11 Offer up outer panel, scribe and trim the door
With the door in position and closed, offer up the inner panel and find a position where it fits with an even gap all round. You can check the curvature of the lower inner panel is correct here too, and manipulate it until it all fits well. Once you have found where it sits best, scribe a final cut line onto the door. It is best to remove the door to trim it and fit the panel, then trial fit again once everything is tacked in position. Sure, you could be lazy at this point, but why risk ballsing it all up for the sake of 20 minutes extra work?
12 Trim door, fit and tack outer skin
With the door removed again and supported on stands, carefully trim along the cut line. If you are mister shakey hand man, remove less metal and then use a flap disc to do final trimming. With everything trimmed, remove all the paint in the areas to be welded. We chose to punch holes in the flanges to enable them to be plug welded in position once they are folded over. If you don’t have a punch tool, you can drill a series of holes with a 4mm drill bit. The skin can then be fitted in position and tacked along the cut line. Once tacked, fold around the flanges with the hammer and dolly. Before you plug weld it in place, you should fit the door again to check it all looks hunky dory.
13 Weld door skin
So, you’ve test fitted the door for the final time, made any little tweaks you deemed necessary and now you have the door on the stands in front of you ready for final welding. Plug weld the flanges to the inner panel and slowly join the dots to weld the skin on. If you thought you needed to go slow with the inner panel, this panel is much worse. As it is such a large flat panel, it is very prone to warping, so needs to be welded very slowly and carefully, with lots of down time to allow it to cool.
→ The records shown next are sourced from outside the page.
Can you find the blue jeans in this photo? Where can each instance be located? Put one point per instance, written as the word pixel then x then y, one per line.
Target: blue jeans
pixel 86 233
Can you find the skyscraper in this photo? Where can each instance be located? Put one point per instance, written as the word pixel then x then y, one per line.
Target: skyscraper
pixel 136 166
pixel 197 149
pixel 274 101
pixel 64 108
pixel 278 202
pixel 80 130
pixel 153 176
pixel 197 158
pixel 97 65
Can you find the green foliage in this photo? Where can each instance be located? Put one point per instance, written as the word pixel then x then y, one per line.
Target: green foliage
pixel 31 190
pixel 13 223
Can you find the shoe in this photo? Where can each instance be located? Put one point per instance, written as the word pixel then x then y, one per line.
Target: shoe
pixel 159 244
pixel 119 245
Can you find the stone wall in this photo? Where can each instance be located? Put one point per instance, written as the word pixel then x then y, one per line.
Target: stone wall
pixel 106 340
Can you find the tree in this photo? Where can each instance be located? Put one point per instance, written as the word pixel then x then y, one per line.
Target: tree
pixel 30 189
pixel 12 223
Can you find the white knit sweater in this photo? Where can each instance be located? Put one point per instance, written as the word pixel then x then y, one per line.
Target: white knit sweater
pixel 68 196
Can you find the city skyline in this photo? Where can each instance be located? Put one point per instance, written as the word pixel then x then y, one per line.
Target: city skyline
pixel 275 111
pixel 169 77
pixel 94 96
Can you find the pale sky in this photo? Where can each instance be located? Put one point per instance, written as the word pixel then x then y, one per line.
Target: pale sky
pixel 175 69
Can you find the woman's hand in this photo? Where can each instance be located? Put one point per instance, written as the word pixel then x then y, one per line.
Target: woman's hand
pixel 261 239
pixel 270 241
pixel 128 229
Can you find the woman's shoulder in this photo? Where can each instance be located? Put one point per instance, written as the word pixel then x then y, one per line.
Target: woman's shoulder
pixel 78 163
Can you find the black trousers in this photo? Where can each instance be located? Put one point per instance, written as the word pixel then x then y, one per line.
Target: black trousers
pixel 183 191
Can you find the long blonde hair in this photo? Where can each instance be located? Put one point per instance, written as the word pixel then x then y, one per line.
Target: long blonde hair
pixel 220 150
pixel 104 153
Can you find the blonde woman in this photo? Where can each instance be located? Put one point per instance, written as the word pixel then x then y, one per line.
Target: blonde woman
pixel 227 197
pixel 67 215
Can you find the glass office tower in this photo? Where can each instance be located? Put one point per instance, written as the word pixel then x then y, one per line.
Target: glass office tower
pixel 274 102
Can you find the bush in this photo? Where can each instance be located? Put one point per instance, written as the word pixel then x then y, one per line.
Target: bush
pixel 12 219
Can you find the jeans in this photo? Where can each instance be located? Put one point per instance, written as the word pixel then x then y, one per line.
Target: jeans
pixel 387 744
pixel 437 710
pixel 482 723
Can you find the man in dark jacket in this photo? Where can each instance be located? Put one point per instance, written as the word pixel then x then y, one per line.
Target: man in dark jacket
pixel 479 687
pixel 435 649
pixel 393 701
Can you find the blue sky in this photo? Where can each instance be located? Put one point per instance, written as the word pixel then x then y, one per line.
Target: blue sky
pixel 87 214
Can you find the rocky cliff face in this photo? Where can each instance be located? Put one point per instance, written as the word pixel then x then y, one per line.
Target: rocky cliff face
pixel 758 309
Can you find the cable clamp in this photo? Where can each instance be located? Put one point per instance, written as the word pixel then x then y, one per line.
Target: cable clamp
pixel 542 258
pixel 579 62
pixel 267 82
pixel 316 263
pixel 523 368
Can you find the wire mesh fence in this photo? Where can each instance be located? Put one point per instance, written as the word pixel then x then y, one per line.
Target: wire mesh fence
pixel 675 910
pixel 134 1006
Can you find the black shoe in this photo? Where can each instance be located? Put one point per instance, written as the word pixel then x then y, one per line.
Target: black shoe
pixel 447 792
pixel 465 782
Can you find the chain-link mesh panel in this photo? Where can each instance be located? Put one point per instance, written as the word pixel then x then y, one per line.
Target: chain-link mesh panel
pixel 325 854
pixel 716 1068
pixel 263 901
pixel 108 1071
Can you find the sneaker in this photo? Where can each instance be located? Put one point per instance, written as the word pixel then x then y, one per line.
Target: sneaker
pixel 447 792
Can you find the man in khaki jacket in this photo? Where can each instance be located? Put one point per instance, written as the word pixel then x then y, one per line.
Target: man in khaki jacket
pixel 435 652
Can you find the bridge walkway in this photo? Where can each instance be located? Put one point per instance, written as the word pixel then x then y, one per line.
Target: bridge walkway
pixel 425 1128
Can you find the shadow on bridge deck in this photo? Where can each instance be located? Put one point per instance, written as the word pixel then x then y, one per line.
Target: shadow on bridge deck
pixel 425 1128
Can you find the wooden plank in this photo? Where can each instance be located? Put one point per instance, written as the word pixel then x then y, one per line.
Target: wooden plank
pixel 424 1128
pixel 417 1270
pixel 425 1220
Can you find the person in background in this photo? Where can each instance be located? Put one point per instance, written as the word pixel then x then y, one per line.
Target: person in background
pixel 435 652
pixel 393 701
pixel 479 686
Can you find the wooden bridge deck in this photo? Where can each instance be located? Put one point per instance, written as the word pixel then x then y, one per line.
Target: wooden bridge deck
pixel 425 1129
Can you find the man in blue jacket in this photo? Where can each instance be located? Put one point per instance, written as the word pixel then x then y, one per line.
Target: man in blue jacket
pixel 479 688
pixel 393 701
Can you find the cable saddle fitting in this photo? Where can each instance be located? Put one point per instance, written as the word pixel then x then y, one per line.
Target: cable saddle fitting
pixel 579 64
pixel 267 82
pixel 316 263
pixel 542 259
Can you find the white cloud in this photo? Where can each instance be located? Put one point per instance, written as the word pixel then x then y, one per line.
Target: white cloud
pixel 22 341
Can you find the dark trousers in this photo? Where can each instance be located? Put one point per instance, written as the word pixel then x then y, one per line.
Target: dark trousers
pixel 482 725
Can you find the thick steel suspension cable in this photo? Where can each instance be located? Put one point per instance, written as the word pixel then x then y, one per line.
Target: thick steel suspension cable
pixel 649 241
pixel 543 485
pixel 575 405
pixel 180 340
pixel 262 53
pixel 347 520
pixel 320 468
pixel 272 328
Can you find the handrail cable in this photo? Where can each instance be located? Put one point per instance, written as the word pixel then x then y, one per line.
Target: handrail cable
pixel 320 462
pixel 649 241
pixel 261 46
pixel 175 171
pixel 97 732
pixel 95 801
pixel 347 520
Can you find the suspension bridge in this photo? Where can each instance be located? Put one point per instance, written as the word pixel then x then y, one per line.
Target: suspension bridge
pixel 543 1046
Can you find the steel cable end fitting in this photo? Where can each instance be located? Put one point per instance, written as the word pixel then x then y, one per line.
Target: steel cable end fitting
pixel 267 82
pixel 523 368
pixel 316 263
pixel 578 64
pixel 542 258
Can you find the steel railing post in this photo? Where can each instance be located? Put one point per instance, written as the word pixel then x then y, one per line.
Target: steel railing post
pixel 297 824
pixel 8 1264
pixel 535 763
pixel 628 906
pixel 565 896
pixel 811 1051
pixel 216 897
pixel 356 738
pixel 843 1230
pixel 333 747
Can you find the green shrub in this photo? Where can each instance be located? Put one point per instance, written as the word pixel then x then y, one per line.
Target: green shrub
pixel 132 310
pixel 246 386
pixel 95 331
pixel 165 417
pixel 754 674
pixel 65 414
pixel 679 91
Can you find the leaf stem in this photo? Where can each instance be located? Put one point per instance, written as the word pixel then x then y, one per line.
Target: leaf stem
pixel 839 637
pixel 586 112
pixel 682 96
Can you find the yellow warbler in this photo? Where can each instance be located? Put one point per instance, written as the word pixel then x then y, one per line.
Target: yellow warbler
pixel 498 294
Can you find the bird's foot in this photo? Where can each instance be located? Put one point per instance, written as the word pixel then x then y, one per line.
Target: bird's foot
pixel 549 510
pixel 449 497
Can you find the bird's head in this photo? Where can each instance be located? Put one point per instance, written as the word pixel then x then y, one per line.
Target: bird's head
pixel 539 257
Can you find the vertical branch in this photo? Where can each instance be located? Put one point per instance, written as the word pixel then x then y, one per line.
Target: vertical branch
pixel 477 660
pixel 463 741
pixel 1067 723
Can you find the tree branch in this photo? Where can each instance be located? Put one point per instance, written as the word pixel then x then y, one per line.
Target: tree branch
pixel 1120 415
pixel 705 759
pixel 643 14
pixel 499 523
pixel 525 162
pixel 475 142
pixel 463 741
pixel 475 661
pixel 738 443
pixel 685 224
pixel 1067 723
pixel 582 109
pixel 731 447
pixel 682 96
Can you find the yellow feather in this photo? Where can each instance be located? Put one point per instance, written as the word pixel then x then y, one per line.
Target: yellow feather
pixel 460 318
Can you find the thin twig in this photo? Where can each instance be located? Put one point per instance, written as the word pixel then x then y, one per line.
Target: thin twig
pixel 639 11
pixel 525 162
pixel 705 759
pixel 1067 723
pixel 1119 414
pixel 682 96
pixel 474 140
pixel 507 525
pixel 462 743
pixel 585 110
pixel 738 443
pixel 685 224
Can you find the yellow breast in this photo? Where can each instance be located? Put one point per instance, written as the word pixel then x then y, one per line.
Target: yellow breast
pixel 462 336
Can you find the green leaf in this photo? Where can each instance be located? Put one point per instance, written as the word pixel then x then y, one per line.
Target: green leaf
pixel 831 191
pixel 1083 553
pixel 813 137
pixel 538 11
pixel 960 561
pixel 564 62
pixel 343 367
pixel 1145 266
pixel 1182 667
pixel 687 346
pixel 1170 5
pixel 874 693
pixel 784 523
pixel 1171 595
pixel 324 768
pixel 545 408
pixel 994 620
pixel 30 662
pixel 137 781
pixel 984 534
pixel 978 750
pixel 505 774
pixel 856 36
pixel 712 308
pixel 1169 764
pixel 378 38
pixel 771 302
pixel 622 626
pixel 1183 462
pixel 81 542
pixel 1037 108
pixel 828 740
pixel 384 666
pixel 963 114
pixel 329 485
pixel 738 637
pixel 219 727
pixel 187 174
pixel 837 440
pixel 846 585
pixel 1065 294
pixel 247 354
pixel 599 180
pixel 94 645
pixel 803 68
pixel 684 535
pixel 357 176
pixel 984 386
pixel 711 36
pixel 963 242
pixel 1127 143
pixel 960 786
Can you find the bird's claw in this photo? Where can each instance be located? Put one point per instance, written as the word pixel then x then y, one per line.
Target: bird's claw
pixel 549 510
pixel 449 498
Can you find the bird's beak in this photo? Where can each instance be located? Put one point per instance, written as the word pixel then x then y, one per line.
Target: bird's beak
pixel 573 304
Some people like to joggle an edge on this panel and lap weld it, but we prefer to make a nice butt- welded join and be able to sleep peacefully in the knowledge we have not fitted a panel with an in-built moisture trap.
14 Grind and finish
Take a new 40-grit flap disc and carefully use the edge to grind down the plug welds along the inner flange. Again, move around constantly and grind each area in stages to avoid warpage. Take your
time, and alternate grinding the plug weld area and the outer skin. Stop regularly for cool down time. Patience, Penfold.
Once all the welds are ground down, you are done. If all has gone to plan, a light skim of filler along the join is all you should need before prepping for paint. Good work.